If you are a small organisation, or just starting out, that might not be feasible. You might start with a one-year plan.

Once you get the hang of it, you can move on to multi-year plans, loftier goals and more sophisticated strategies.

There are six key elements of a fundraising plan:

  1. Your case for support. For a deeper dive, check out our informative video
  2. Your organisation’s key objectives requiring financial resources – these should be clear, measurable and costed
  3. Your specific strategies, annual fundraising targets and timeline
  4. An action plan – what needs to be done, by when and by whom
  5. A stewardship plan – you need to build in time to nurture the relationships you have built. For more details, check out the video
  6. Your budget, resources and expected return on investment

Focus on your fundraising targets and strategies

This will be a mix of strategies based on your organisation’s particular situation. You should consider variables like how long you have been in business, your location, resources available, your board’s skills and capacity, the make-up of your audience and your business goals.

For consideration:

  • Do you have a large and engaged social network?  If so, you may consider crowdfunding.
  • Do you have a corporate-heavy Board? This might give you a competitive advantage to secure business sponsors.
  • Does your next project have a health or community focus? This might suggest approaching a private foundation.
  • Is your organisation well established with a strong subscriber base? A well-executed, annual giving drive might be best.
  • Is your target audience niche or specific? Perhaps there are sponsors that have or want the same audience.
  • Do you host high-profile events, or have well-known people in your orbit? These opportunities are likely to appeal to major donors or business sponsors.
  • Do you have long-term and passionate supporters, members, or subscribers?  A bequest program could offer long-term benefits.
  • Are you fundraising for a small, specific, and high-impact project? Perhaps establishing a donor circle might be a good option.
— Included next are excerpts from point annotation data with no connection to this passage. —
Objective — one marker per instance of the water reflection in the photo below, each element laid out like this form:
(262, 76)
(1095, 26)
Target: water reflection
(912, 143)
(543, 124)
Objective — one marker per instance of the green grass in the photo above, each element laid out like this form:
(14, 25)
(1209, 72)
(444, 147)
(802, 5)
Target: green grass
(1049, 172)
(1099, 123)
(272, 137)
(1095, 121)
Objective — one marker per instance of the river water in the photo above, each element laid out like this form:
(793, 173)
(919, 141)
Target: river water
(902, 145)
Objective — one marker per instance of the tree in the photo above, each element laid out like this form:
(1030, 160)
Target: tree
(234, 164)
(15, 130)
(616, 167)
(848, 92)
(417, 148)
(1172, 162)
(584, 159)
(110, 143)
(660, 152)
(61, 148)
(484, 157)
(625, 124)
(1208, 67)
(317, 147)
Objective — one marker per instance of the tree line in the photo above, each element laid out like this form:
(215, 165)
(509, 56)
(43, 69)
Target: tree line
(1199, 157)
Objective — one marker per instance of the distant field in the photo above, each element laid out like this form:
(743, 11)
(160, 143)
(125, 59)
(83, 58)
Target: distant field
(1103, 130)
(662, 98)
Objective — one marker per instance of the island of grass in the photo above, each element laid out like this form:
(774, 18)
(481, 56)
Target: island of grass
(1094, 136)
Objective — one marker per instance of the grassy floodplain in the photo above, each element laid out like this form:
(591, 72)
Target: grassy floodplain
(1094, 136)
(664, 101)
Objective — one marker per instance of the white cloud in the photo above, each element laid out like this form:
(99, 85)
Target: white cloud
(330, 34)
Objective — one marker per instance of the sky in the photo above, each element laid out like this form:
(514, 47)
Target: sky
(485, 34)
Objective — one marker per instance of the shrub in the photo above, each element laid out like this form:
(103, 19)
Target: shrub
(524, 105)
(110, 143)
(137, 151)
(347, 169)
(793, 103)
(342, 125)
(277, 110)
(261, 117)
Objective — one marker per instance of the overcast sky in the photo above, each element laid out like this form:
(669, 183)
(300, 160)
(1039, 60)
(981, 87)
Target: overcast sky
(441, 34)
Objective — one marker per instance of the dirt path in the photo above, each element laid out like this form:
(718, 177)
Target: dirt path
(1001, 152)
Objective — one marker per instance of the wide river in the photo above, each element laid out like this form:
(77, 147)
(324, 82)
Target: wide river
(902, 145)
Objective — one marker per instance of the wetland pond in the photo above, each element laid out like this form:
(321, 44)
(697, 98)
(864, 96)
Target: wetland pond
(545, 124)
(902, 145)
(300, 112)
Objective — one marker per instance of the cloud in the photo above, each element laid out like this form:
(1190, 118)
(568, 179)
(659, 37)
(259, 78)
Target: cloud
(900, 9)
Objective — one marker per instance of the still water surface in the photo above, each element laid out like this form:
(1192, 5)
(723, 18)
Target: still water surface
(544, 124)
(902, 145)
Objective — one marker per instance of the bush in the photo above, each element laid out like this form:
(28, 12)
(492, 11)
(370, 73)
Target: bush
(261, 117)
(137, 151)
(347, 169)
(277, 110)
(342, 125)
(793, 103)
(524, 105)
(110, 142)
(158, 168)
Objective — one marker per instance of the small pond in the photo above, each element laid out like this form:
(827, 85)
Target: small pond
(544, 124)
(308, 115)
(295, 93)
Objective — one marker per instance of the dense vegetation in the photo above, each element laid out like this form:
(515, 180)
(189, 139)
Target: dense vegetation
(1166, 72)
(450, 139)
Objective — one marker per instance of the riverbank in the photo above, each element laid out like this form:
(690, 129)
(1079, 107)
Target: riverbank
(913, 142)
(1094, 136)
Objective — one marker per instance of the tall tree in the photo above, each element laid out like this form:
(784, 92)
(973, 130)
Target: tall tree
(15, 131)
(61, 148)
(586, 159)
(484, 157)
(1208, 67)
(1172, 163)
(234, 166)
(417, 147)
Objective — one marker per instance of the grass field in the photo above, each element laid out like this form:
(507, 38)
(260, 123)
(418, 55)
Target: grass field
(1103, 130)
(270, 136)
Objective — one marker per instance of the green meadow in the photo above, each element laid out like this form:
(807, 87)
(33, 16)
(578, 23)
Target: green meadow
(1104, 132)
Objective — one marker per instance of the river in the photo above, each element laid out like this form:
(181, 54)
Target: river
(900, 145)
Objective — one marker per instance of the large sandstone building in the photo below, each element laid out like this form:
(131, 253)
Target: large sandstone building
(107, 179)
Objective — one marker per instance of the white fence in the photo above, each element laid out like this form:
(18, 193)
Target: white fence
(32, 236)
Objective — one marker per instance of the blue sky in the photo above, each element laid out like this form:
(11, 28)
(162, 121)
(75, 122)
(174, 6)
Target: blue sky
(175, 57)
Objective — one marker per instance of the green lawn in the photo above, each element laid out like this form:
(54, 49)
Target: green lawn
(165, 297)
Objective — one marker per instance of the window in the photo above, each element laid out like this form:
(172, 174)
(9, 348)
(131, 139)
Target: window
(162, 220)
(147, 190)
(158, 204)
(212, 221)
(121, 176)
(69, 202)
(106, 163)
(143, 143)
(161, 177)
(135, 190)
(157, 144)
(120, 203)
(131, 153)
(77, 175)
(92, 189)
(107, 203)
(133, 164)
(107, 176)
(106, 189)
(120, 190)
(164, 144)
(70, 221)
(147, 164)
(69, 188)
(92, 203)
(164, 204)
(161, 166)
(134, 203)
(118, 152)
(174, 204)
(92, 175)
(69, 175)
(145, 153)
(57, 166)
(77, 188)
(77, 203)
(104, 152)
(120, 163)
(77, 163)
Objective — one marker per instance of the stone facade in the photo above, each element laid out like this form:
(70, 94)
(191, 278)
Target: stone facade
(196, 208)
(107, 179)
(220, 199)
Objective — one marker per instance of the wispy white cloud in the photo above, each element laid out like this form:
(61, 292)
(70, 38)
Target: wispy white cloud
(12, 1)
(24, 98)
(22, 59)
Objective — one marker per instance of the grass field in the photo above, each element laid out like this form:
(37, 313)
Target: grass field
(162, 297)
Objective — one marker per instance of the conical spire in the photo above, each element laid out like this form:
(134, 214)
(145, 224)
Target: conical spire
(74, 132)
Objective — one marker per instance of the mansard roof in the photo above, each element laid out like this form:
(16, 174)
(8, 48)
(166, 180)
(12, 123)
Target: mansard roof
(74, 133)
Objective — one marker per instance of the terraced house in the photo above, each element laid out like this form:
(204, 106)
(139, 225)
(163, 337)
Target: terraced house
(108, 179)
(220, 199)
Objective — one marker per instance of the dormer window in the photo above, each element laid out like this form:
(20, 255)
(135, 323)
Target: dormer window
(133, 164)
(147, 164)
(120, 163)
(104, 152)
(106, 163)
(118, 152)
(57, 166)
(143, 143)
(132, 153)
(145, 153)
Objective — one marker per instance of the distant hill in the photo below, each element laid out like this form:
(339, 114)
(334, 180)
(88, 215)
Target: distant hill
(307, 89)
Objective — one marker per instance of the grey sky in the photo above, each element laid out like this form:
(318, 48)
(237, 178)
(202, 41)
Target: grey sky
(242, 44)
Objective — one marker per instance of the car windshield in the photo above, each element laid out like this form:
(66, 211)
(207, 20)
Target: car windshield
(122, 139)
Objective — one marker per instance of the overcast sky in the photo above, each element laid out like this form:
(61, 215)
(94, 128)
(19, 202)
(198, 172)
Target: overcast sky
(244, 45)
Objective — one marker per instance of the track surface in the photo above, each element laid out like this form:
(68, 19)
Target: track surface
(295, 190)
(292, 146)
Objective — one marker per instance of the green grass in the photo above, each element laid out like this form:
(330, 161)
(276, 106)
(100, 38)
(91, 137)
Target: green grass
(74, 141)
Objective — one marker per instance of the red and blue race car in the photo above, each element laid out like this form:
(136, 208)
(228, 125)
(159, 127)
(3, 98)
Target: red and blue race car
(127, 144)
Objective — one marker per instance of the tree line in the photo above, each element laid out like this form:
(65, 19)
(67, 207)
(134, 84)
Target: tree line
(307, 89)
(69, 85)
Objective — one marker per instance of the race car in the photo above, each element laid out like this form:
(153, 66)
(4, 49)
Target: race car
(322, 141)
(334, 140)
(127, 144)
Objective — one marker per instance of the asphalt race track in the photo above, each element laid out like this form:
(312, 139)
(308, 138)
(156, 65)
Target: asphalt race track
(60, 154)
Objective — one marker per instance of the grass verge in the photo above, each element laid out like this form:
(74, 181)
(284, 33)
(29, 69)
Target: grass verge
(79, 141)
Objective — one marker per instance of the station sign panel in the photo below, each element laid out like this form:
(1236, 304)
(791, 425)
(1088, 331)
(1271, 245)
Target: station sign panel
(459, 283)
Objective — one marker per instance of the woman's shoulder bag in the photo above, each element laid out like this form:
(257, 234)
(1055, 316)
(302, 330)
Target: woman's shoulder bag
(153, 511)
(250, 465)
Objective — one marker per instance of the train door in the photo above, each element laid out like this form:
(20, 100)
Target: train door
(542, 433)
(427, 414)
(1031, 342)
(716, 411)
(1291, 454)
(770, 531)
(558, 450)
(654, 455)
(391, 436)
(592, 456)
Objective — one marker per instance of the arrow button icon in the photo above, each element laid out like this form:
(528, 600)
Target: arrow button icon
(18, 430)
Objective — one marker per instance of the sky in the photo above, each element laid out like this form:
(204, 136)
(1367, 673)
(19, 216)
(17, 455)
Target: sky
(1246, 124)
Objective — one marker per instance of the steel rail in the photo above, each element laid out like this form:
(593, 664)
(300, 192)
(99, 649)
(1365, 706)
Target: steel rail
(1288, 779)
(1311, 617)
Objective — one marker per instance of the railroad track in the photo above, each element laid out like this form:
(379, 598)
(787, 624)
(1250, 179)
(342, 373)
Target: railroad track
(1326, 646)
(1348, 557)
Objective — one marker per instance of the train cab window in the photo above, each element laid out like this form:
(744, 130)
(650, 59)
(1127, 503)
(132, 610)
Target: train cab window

A good fundraising plan should springboard you into action with many well thought out fundraising options, specific to your needs and situation. Remember, the more specific you can be about your objectives and needs, the more successful your fundraising will be. In summary a fundraising plan simply lays out what you need to fundraise for, how much you need and then where this money is most likely to come from. Don’t forget, you can revise your plan as you go. Not all your ideas will work out, your circumstances may change, and you may find new sources along the way. The important thing is to put all your energy and resources into the most successful strategies offering the best return on investment.